WOONSOCKET, R.I., Jan. 17, 2014 /PRNewswire/ -- CVS Caremark (NYSE: CVS) today announced that it has completed the acquisition of Coram LLC ("Coram"), the specialty infusion services and enteral nutrition business unit of Apria Healthcare Group Inc. Coram is one of the nation's largest providers of comprehensive infusion services, caring for approximately 165,000 patients annually. Coram has 4,600 employees, including 600 nurses, 350 pharmacists and 250 dietitians, operating primarily through 85 branch locations and six centers of excellence for patient intake.
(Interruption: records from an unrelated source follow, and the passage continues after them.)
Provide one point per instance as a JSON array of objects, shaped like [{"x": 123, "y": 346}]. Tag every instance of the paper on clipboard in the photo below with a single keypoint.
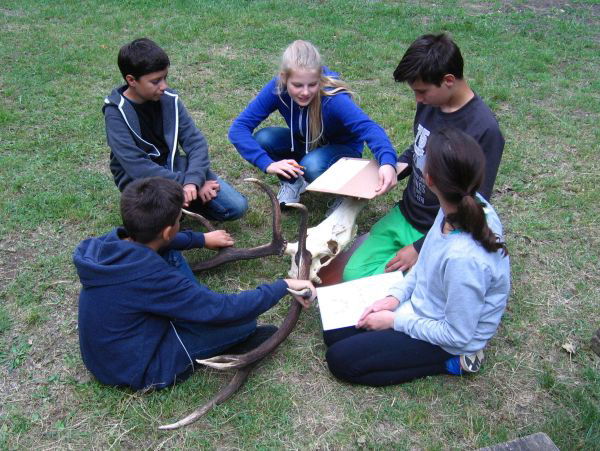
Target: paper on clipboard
[
  {"x": 341, "y": 305},
  {"x": 355, "y": 177}
]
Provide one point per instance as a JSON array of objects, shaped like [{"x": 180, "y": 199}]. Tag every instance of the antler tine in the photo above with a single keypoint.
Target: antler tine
[
  {"x": 275, "y": 247},
  {"x": 225, "y": 362},
  {"x": 303, "y": 256},
  {"x": 223, "y": 395},
  {"x": 205, "y": 222}
]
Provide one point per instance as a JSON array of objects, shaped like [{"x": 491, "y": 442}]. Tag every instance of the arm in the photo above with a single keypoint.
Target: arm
[
  {"x": 240, "y": 132},
  {"x": 464, "y": 287},
  {"x": 195, "y": 147},
  {"x": 136, "y": 163},
  {"x": 183, "y": 300}
]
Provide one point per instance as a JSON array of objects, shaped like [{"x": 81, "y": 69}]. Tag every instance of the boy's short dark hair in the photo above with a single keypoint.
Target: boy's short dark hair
[
  {"x": 149, "y": 205},
  {"x": 140, "y": 57},
  {"x": 428, "y": 59}
]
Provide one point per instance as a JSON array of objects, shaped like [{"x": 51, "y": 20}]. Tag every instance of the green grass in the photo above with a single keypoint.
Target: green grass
[{"x": 535, "y": 63}]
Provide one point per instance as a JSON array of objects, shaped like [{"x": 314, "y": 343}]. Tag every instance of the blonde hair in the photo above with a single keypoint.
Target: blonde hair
[{"x": 303, "y": 55}]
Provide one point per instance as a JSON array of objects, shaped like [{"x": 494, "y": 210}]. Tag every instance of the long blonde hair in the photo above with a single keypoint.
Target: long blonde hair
[{"x": 303, "y": 55}]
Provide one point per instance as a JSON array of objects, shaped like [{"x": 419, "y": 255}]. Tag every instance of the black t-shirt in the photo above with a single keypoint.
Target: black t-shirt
[
  {"x": 419, "y": 205},
  {"x": 151, "y": 124}
]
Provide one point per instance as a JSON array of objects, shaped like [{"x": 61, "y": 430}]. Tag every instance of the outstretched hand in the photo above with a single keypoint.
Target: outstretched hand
[
  {"x": 377, "y": 321},
  {"x": 190, "y": 193},
  {"x": 209, "y": 191},
  {"x": 387, "y": 179},
  {"x": 217, "y": 239},
  {"x": 404, "y": 260}
]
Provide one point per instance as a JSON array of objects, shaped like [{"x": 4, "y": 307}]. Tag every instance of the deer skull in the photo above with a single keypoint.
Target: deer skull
[{"x": 330, "y": 237}]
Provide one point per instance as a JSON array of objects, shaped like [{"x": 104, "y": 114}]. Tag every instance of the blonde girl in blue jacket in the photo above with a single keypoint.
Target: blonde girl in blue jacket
[{"x": 323, "y": 125}]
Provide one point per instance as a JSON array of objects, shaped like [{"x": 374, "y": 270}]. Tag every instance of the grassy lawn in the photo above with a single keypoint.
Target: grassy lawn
[{"x": 535, "y": 63}]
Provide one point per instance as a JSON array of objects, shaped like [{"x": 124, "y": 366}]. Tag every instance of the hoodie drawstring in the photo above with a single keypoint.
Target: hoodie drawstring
[{"x": 300, "y": 125}]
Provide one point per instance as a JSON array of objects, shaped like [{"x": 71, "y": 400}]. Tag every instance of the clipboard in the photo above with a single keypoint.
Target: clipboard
[{"x": 354, "y": 177}]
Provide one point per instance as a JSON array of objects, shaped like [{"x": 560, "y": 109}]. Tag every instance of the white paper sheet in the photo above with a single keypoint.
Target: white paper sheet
[{"x": 341, "y": 305}]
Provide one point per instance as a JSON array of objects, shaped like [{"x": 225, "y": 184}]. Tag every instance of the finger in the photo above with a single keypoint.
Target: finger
[{"x": 392, "y": 262}]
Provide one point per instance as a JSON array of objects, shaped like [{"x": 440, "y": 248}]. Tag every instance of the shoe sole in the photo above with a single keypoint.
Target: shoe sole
[{"x": 471, "y": 363}]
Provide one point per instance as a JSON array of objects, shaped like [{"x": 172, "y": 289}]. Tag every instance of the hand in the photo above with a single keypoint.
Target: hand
[
  {"x": 387, "y": 179},
  {"x": 190, "y": 193},
  {"x": 299, "y": 285},
  {"x": 404, "y": 260},
  {"x": 217, "y": 239},
  {"x": 209, "y": 191},
  {"x": 387, "y": 303},
  {"x": 377, "y": 321},
  {"x": 285, "y": 168}
]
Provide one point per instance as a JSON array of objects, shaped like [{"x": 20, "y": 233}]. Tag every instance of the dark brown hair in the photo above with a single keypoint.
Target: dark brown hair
[
  {"x": 140, "y": 57},
  {"x": 456, "y": 165},
  {"x": 149, "y": 205}
]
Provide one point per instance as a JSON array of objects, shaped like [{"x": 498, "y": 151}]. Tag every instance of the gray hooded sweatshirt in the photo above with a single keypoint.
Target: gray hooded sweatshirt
[{"x": 455, "y": 295}]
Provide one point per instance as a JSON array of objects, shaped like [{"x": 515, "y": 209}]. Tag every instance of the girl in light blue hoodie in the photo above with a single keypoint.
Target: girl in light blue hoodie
[
  {"x": 323, "y": 125},
  {"x": 441, "y": 316}
]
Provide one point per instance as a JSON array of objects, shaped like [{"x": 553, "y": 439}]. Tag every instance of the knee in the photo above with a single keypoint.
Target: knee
[
  {"x": 268, "y": 138},
  {"x": 313, "y": 166},
  {"x": 237, "y": 209},
  {"x": 340, "y": 364}
]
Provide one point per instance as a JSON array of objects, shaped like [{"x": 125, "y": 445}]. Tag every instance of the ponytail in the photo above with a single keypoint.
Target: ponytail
[
  {"x": 456, "y": 165},
  {"x": 470, "y": 217},
  {"x": 304, "y": 55}
]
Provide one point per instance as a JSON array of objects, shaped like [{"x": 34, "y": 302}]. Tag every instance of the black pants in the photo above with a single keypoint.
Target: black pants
[{"x": 379, "y": 358}]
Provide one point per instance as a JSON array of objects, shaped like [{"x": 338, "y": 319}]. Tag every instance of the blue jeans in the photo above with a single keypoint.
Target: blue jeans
[
  {"x": 205, "y": 340},
  {"x": 278, "y": 144},
  {"x": 227, "y": 206}
]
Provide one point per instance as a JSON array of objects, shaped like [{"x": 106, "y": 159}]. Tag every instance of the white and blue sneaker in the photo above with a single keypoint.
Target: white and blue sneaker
[{"x": 289, "y": 192}]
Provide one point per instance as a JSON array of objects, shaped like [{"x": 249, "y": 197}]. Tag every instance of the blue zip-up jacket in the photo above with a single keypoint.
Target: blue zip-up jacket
[
  {"x": 131, "y": 300},
  {"x": 343, "y": 123},
  {"x": 131, "y": 156},
  {"x": 455, "y": 295}
]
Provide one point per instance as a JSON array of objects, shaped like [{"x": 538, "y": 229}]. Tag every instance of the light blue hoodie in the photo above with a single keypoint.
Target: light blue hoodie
[{"x": 456, "y": 293}]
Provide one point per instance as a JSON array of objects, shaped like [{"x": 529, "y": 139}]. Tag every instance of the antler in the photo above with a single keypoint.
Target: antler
[
  {"x": 303, "y": 258},
  {"x": 225, "y": 255},
  {"x": 245, "y": 362}
]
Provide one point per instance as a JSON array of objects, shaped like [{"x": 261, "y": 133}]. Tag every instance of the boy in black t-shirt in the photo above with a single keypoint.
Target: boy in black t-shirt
[
  {"x": 433, "y": 68},
  {"x": 146, "y": 123}
]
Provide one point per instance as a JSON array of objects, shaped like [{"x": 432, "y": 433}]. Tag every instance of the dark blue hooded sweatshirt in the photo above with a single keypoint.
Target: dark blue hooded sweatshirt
[{"x": 130, "y": 299}]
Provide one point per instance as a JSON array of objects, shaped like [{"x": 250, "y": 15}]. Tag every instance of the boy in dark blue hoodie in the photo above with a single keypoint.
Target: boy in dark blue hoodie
[
  {"x": 147, "y": 123},
  {"x": 143, "y": 317}
]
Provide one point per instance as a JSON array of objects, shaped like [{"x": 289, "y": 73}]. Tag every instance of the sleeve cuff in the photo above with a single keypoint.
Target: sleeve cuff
[
  {"x": 388, "y": 158},
  {"x": 263, "y": 162}
]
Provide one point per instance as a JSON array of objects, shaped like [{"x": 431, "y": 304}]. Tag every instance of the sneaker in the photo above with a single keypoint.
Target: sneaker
[
  {"x": 471, "y": 362},
  {"x": 290, "y": 191},
  {"x": 461, "y": 364},
  {"x": 333, "y": 204}
]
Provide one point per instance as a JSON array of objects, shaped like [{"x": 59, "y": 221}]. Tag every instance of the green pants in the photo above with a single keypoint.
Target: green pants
[{"x": 387, "y": 236}]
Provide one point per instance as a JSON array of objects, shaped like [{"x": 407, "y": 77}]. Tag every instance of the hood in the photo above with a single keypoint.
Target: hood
[{"x": 110, "y": 260}]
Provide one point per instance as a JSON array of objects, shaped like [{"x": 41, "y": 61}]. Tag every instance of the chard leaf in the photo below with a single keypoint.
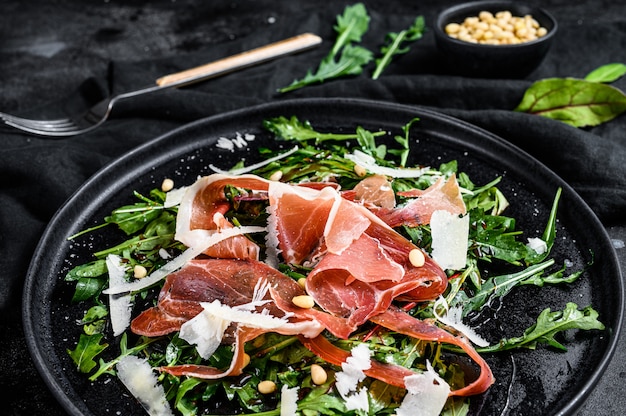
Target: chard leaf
[
  {"x": 394, "y": 45},
  {"x": 576, "y": 102},
  {"x": 548, "y": 325},
  {"x": 607, "y": 73},
  {"x": 344, "y": 59},
  {"x": 87, "y": 349}
]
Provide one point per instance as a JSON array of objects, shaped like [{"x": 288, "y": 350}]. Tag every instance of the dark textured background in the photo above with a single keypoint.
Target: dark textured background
[{"x": 49, "y": 48}]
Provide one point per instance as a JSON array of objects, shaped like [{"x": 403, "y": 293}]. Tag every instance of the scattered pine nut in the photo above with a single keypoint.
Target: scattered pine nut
[
  {"x": 167, "y": 185},
  {"x": 139, "y": 271},
  {"x": 246, "y": 360},
  {"x": 266, "y": 387},
  {"x": 276, "y": 175},
  {"x": 318, "y": 374},
  {"x": 303, "y": 301},
  {"x": 416, "y": 257},
  {"x": 360, "y": 170}
]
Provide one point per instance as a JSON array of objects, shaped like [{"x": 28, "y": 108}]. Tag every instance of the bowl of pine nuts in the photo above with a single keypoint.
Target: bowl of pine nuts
[{"x": 494, "y": 39}]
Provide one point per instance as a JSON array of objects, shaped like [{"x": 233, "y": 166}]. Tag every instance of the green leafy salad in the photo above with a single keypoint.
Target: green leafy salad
[{"x": 283, "y": 373}]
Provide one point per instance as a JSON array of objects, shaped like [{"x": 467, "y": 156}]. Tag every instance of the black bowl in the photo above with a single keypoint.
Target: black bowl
[{"x": 493, "y": 61}]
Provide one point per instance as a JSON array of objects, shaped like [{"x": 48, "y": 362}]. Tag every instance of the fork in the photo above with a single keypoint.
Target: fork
[{"x": 83, "y": 121}]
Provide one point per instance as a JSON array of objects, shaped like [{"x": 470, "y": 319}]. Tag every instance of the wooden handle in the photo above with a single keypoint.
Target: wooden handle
[{"x": 241, "y": 60}]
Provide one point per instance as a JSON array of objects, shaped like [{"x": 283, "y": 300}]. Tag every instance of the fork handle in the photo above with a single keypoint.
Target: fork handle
[{"x": 242, "y": 60}]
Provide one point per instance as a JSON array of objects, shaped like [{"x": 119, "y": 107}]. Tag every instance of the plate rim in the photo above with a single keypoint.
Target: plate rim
[{"x": 36, "y": 350}]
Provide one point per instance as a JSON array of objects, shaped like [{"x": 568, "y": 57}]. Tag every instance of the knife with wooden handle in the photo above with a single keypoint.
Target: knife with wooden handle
[{"x": 242, "y": 60}]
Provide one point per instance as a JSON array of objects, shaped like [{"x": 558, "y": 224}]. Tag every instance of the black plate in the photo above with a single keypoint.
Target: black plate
[{"x": 532, "y": 382}]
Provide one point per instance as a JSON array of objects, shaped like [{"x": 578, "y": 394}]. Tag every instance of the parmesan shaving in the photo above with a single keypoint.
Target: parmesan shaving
[
  {"x": 173, "y": 197},
  {"x": 288, "y": 401},
  {"x": 120, "y": 306},
  {"x": 138, "y": 377},
  {"x": 202, "y": 244},
  {"x": 449, "y": 233},
  {"x": 538, "y": 245},
  {"x": 369, "y": 163},
  {"x": 351, "y": 375},
  {"x": 250, "y": 168},
  {"x": 454, "y": 318},
  {"x": 206, "y": 329},
  {"x": 426, "y": 394}
]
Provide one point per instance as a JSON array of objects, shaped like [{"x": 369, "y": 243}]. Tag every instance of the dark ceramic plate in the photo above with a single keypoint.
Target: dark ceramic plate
[{"x": 530, "y": 382}]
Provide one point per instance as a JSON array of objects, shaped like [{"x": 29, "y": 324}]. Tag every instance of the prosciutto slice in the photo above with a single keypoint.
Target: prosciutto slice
[
  {"x": 442, "y": 195},
  {"x": 201, "y": 213}
]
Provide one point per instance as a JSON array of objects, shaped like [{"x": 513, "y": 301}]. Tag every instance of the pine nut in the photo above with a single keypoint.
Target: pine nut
[
  {"x": 139, "y": 271},
  {"x": 276, "y": 175},
  {"x": 266, "y": 387},
  {"x": 416, "y": 257},
  {"x": 318, "y": 374},
  {"x": 360, "y": 170},
  {"x": 167, "y": 185},
  {"x": 501, "y": 29},
  {"x": 303, "y": 301}
]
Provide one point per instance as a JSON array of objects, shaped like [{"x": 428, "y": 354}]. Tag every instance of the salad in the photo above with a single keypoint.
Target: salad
[{"x": 329, "y": 279}]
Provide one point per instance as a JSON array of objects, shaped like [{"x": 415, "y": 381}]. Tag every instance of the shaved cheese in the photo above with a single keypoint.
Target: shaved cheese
[
  {"x": 449, "y": 233},
  {"x": 288, "y": 401},
  {"x": 138, "y": 377},
  {"x": 173, "y": 197},
  {"x": 454, "y": 318},
  {"x": 272, "y": 249},
  {"x": 538, "y": 245},
  {"x": 120, "y": 306},
  {"x": 205, "y": 331},
  {"x": 254, "y": 166},
  {"x": 369, "y": 163},
  {"x": 351, "y": 375},
  {"x": 426, "y": 394},
  {"x": 243, "y": 316},
  {"x": 208, "y": 239}
]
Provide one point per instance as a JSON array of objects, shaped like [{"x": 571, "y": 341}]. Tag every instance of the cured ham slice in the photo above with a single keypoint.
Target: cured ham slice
[
  {"x": 298, "y": 218},
  {"x": 399, "y": 321},
  {"x": 201, "y": 212},
  {"x": 231, "y": 282},
  {"x": 442, "y": 195}
]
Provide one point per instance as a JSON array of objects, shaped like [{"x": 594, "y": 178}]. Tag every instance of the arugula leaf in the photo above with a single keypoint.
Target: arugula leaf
[
  {"x": 302, "y": 131},
  {"x": 499, "y": 286},
  {"x": 93, "y": 269},
  {"x": 576, "y": 102},
  {"x": 549, "y": 233},
  {"x": 548, "y": 325},
  {"x": 394, "y": 44},
  {"x": 351, "y": 26},
  {"x": 404, "y": 141},
  {"x": 607, "y": 73},
  {"x": 86, "y": 350},
  {"x": 87, "y": 288},
  {"x": 344, "y": 59}
]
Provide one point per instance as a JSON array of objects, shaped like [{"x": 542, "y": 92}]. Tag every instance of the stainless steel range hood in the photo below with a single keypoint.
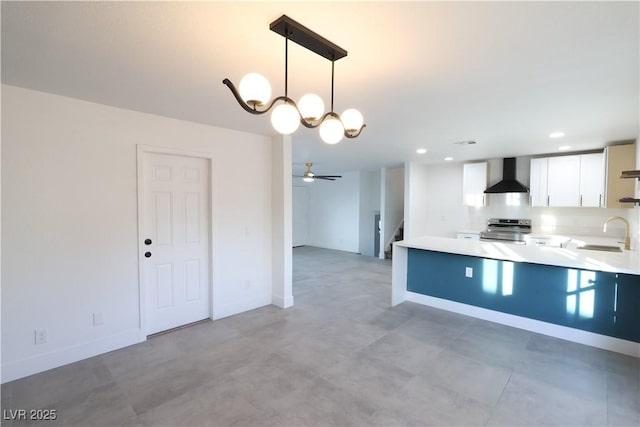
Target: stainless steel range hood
[{"x": 509, "y": 184}]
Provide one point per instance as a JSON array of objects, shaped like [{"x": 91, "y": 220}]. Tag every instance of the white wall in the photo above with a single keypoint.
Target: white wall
[
  {"x": 69, "y": 223},
  {"x": 334, "y": 213},
  {"x": 369, "y": 207},
  {"x": 435, "y": 200},
  {"x": 391, "y": 204}
]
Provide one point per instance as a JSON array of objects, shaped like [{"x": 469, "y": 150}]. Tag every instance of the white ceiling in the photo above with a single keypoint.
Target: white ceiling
[{"x": 424, "y": 74}]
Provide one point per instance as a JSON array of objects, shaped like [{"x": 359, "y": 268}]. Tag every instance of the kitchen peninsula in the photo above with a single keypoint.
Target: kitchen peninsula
[{"x": 590, "y": 297}]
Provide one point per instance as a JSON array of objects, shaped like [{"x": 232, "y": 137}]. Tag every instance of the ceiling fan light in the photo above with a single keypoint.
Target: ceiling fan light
[
  {"x": 352, "y": 120},
  {"x": 311, "y": 107},
  {"x": 255, "y": 89},
  {"x": 285, "y": 119},
  {"x": 331, "y": 130}
]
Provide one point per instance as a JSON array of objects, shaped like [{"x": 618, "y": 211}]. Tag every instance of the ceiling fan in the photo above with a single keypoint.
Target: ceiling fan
[{"x": 309, "y": 176}]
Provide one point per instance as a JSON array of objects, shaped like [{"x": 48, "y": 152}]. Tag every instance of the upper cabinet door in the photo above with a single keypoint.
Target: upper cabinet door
[
  {"x": 474, "y": 182},
  {"x": 538, "y": 182},
  {"x": 592, "y": 180},
  {"x": 564, "y": 181}
]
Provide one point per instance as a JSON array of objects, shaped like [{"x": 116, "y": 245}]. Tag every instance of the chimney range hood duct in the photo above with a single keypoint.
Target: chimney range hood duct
[{"x": 508, "y": 183}]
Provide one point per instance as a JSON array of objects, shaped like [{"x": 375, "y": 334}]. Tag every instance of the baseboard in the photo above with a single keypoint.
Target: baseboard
[
  {"x": 63, "y": 356},
  {"x": 618, "y": 345},
  {"x": 222, "y": 311},
  {"x": 282, "y": 302}
]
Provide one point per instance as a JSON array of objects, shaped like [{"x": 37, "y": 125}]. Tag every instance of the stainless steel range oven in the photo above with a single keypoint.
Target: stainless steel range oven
[{"x": 506, "y": 230}]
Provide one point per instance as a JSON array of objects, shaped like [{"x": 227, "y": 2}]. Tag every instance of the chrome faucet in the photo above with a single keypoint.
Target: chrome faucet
[{"x": 627, "y": 237}]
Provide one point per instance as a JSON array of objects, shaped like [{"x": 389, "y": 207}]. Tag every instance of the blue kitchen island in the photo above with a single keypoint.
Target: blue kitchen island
[{"x": 579, "y": 295}]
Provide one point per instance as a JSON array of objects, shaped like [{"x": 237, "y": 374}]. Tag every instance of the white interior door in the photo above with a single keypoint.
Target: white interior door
[
  {"x": 175, "y": 234},
  {"x": 300, "y": 216}
]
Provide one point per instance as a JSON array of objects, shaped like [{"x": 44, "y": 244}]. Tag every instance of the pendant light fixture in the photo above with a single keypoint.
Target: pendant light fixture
[{"x": 254, "y": 91}]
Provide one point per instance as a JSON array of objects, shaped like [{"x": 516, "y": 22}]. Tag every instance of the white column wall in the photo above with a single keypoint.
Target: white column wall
[
  {"x": 392, "y": 204},
  {"x": 282, "y": 243},
  {"x": 369, "y": 207}
]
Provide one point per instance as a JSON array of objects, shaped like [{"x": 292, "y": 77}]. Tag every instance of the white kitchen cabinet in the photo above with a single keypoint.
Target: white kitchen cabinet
[
  {"x": 563, "y": 186},
  {"x": 568, "y": 181},
  {"x": 538, "y": 182},
  {"x": 592, "y": 180},
  {"x": 474, "y": 182}
]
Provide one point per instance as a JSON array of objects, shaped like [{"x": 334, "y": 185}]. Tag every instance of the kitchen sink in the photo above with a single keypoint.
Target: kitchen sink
[{"x": 601, "y": 248}]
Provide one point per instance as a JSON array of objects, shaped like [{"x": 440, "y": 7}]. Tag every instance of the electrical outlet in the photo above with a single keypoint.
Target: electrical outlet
[
  {"x": 97, "y": 319},
  {"x": 40, "y": 336}
]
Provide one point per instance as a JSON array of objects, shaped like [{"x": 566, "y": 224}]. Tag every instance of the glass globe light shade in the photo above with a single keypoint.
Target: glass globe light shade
[
  {"x": 352, "y": 120},
  {"x": 255, "y": 89},
  {"x": 285, "y": 119},
  {"x": 311, "y": 107},
  {"x": 331, "y": 130}
]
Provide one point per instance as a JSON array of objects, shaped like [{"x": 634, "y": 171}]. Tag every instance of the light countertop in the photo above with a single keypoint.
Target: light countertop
[{"x": 625, "y": 262}]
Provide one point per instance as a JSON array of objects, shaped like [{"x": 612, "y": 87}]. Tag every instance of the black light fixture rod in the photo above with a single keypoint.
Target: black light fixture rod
[
  {"x": 286, "y": 66},
  {"x": 306, "y": 38},
  {"x": 332, "y": 68}
]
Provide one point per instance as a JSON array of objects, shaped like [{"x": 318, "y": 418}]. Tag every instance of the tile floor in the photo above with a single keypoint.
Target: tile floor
[{"x": 341, "y": 356}]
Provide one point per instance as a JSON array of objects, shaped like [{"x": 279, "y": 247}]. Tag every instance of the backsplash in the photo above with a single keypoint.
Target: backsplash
[{"x": 565, "y": 221}]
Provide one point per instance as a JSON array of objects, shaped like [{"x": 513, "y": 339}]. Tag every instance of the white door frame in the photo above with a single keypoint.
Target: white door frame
[{"x": 141, "y": 150}]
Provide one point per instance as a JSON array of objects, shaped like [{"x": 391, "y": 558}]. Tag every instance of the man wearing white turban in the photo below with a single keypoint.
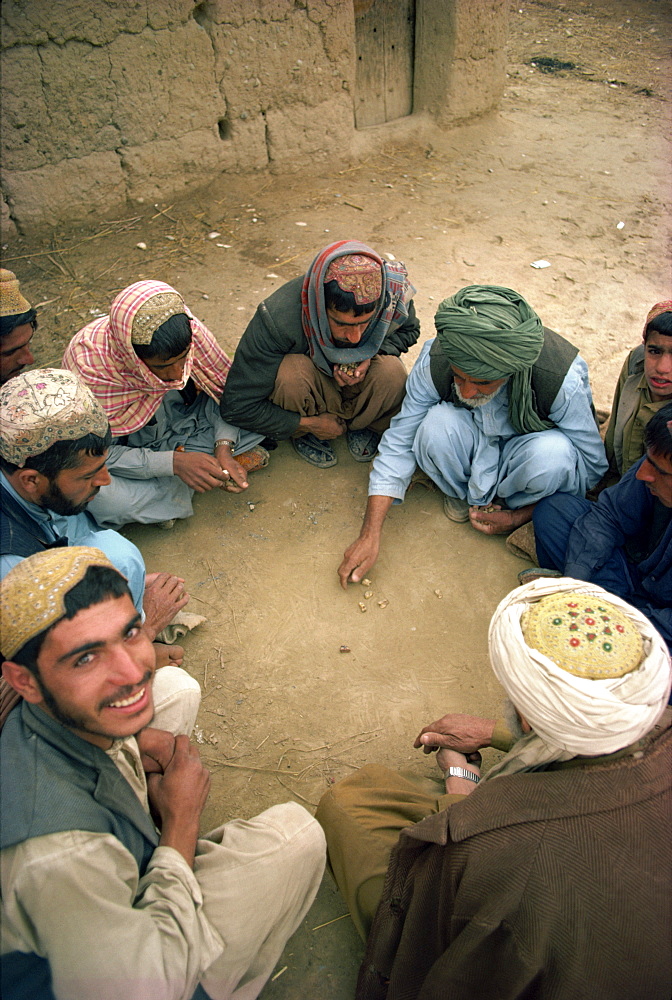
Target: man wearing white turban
[{"x": 551, "y": 879}]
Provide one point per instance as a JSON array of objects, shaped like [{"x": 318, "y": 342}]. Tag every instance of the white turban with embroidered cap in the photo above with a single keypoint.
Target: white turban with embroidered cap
[{"x": 588, "y": 671}]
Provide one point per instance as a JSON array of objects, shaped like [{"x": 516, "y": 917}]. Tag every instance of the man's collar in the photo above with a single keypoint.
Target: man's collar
[{"x": 36, "y": 512}]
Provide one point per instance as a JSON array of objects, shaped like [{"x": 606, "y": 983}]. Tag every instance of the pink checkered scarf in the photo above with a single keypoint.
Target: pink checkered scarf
[
  {"x": 102, "y": 356},
  {"x": 657, "y": 310}
]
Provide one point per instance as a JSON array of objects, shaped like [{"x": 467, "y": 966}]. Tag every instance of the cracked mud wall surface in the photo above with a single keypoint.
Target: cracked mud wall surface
[{"x": 118, "y": 101}]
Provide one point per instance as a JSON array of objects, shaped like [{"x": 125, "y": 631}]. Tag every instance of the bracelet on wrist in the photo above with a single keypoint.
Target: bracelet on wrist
[{"x": 462, "y": 772}]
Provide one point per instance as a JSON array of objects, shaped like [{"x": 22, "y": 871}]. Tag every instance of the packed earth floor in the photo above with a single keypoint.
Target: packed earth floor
[{"x": 573, "y": 169}]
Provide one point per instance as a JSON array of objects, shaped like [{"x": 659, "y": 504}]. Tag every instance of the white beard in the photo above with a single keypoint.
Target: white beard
[{"x": 480, "y": 399}]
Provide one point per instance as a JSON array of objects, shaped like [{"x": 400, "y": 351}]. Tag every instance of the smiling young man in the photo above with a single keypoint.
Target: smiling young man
[
  {"x": 107, "y": 889},
  {"x": 320, "y": 357},
  {"x": 623, "y": 542},
  {"x": 644, "y": 387},
  {"x": 18, "y": 323},
  {"x": 158, "y": 373},
  {"x": 498, "y": 413}
]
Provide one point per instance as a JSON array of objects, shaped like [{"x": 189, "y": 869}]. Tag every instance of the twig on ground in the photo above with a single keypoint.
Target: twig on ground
[
  {"x": 327, "y": 922},
  {"x": 298, "y": 794}
]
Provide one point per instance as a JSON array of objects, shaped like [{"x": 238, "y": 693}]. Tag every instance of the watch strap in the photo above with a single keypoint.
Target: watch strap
[{"x": 462, "y": 772}]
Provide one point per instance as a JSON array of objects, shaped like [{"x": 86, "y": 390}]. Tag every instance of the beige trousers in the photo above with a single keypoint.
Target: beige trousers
[
  {"x": 258, "y": 877},
  {"x": 304, "y": 389},
  {"x": 362, "y": 817}
]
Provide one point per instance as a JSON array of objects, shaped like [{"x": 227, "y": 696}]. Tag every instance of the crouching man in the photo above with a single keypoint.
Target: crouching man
[
  {"x": 549, "y": 877},
  {"x": 107, "y": 890}
]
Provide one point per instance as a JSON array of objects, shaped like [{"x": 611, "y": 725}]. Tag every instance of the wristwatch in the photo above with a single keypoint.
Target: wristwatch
[{"x": 461, "y": 772}]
(Logo: http://photos.prnewswire.com/prnh/20090226/NE75914LOGO)

"With the acquisition of Coram, we have expanded our competitive offerings in specialty services," said Jon Roberts, President of CVS Caremark Pharmacy Services. "From a capabilities perspective, no other organization brings the range of specialty assets, the depth of experience and integration of care that the combination of CVS Caremark and Coram can deliver."

With Coram, CVS Caremark will have comprehensive resources to more effectively manage the cost of specialty drugs, including infused therapies, whether they are covered through the medical or the pharmacy benefit.  For patients this means better clinical outcomes, while payors will see lower total health care costs.

The acquisition is consistent with CVS Caremark's goal of investing in core businesses that help drive growth.  Coram is expected to generate approximately $1.4 billion in revenues during the first twelve months following the close of the deal.  Including one-time transaction and integration costs, as well as the interest associated with the $2 billion of senior notes issued to fund this transaction, the transaction is expected to have an immaterial impact on CVS Caremark's overall financial results in 2014.  The transaction is expected to add $0.03 to $0.05 cents to the Company's Adjusted Earnings Per Share in 2015, the first full year following the close of the deal. 

Barclays served as the Company's financial advisor on the transaction, while Sullivan and Cromwell LLP served as legal advisor, and Dechert LLP served as legal advisor from an anti-trust perspective.